Final answer:
The Bisecting k-Means algorithm is a hierarchical clustering method that applies the k-Means algorithm iteratively to the largest cluster to form k clusters. It begins with all data points in one cluster and repeatedly splits the cluster with the highest variance using k-Means with k=2 until k clusters are formed.
Step-by-step explanation:
Bisecting k-Means Hierarchical Clustering Algorithm
The Bisecting k-Means is a variant of the k-Means algorithm used for hierarchical clustering. Instead of partitioning the entire dataset into k clusters at once, it repeatedly applies the k-Means algorithm with k=2 to the largest cluster until k clusters have been created. This leads to a more controlled clustering process with potentially improved results compared to standard k-Means.
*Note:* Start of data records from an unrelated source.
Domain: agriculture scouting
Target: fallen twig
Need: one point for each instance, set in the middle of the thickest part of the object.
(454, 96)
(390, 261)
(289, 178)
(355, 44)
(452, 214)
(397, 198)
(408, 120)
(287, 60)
Pseudo code of the Bisecting k-Means Algorithm
- Choose the number of clusters to create, k.
- Assign all points to a single cluster.
- Repeat the following steps until the desired number of clusters k is reached:
- Select the cluster with the highest variance to split.
- Apply k-Means clustering with k=2 to the selected cluster.
- Replace the selected cluster with the two new clusters resulting from the k-Means split.
Unfortunately, it is not within the scope of this response to provide an implementation of the algorithm. However, following the pseudo code, one can implement the Bisecting k-Means algorithm in a programming language of their choice.